In Oklahoma, common types of bail include:
- Surety Bond: A surety bond is bail posted by a third party. A bail bond company may post the bail amount due with the court for a 10 percent or 15 percent payment. Notably, surety bond will not be refunded to the defendant or their family members, as the bail bondsman keep that amount as their fee.
- Cash Bond: A cash bond is as simple and straightforward as you think. In Oklahoma, a defendant may be allowed to post cash bail with the court. Assuming they attend all court dates, their cash bail will be refunded.
- Property Bond: Oklahoma allows many defendants to use property to post bail. With a property bond, a defendant can usually real property—most of a home—as collateral to post the full bail amount owed to the court.

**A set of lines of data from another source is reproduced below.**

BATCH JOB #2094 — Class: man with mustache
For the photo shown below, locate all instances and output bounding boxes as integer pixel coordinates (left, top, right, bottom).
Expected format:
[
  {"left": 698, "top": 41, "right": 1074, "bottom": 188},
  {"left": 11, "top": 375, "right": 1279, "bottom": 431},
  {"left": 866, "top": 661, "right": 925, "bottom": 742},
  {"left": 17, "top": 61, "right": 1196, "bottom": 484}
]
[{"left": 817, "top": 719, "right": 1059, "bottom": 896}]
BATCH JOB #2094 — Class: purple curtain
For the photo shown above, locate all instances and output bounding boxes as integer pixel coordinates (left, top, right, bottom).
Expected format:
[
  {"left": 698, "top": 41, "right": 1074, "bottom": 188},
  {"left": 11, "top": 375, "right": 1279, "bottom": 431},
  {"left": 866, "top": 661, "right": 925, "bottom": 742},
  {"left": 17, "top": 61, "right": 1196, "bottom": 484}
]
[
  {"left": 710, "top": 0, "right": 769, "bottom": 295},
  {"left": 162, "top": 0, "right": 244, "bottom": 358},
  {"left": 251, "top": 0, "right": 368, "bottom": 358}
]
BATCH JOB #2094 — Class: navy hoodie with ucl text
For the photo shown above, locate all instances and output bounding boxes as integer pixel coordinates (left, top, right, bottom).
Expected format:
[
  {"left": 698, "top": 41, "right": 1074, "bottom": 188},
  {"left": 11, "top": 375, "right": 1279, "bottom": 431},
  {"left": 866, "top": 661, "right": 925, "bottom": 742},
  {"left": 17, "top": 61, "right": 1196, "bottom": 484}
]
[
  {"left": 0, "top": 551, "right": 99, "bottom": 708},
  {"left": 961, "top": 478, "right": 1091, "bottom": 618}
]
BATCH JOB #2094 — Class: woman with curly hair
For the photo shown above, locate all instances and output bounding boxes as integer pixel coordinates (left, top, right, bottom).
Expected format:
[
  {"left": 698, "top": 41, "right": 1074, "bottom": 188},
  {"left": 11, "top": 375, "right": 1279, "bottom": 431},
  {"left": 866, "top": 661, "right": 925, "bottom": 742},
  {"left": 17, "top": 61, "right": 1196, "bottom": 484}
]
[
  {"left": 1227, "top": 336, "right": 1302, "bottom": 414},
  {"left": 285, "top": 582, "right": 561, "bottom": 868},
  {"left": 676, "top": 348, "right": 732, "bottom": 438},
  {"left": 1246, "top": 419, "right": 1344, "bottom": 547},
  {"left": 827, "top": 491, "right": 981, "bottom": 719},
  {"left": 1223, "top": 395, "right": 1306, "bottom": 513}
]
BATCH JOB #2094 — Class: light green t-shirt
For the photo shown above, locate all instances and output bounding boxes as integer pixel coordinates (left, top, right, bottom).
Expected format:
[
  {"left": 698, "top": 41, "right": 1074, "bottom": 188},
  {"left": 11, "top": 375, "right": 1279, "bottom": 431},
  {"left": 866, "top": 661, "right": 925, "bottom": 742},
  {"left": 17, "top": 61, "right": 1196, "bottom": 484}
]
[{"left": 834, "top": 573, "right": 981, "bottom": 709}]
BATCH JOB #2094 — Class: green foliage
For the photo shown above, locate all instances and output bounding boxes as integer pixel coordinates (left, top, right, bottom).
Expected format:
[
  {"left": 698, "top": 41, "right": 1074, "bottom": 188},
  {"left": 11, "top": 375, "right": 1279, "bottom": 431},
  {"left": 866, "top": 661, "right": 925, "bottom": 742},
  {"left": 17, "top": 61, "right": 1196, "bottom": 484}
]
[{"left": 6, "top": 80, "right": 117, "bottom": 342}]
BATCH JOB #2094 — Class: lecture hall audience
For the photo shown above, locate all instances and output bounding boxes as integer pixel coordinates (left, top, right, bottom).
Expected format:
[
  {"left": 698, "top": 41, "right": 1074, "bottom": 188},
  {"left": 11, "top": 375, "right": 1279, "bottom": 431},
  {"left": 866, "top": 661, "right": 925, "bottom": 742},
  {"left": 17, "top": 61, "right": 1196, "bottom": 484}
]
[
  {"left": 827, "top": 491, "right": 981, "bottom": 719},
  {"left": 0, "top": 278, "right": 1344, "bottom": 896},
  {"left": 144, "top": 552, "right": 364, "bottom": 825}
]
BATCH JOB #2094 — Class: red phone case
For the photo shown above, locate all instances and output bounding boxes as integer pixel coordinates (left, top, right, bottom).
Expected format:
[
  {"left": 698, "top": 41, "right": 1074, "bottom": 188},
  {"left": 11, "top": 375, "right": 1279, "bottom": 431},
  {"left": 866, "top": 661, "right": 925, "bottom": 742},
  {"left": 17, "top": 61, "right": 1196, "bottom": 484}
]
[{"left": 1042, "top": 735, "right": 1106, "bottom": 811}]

- Personal Recognizance Bond: For minor crimes (typically non-violent misdemeanor offenses), a defendant may be released on a “personal recognizance” or “own recognizance” bond. Also known as a PR bond, this type of bail only requires the defendant to sign a written agreement promising to return to court.
You may be wondering how much bail will actually cost. In Oklahoma, the answer to the questions varies dramatically from case to case. As noted above, PR bail allows the court to set the amount of bail at $0. For more serious offenses, a bail may be set somewhere between $1,000 and $25,000. Of course, in some cases, it may be even higher than that or denied altogether.
“One of the greatest difficulties imposed by Oklahoma’s bail system is the disparity in the amount of bonds across the state,” says Jarrod Heath Stevenson, a criminal defense attorney at Stevenson Law Firm in Oklahoma City. “One county may have a bond schedule for a certain offense set at $4,000, but in a smaller rural county the bond for the same offense may be $20,000.”
What You Need to Do to Post Bail in Oklahoma
In Oklahoma, an initial bail hearing is usually held within 48 hours of the time when a defendant was taken into police custody. Though, for some offenses, a predetermined bail amount may be set at the time of the arrest. If a hearing is required, a judge will set a bail amount consistent with state and local procedures, including the severity of the offense. They will also tell you where you can post bail.
However, “most clients have a fundamental misunderstanding that most bonds only last one year,” says Stevenson. “After a year has passed the bondsman can require them to repost the original amount all over again. That makes paying off your attorney and getting the case resolved in one year’s time extremely difficult.”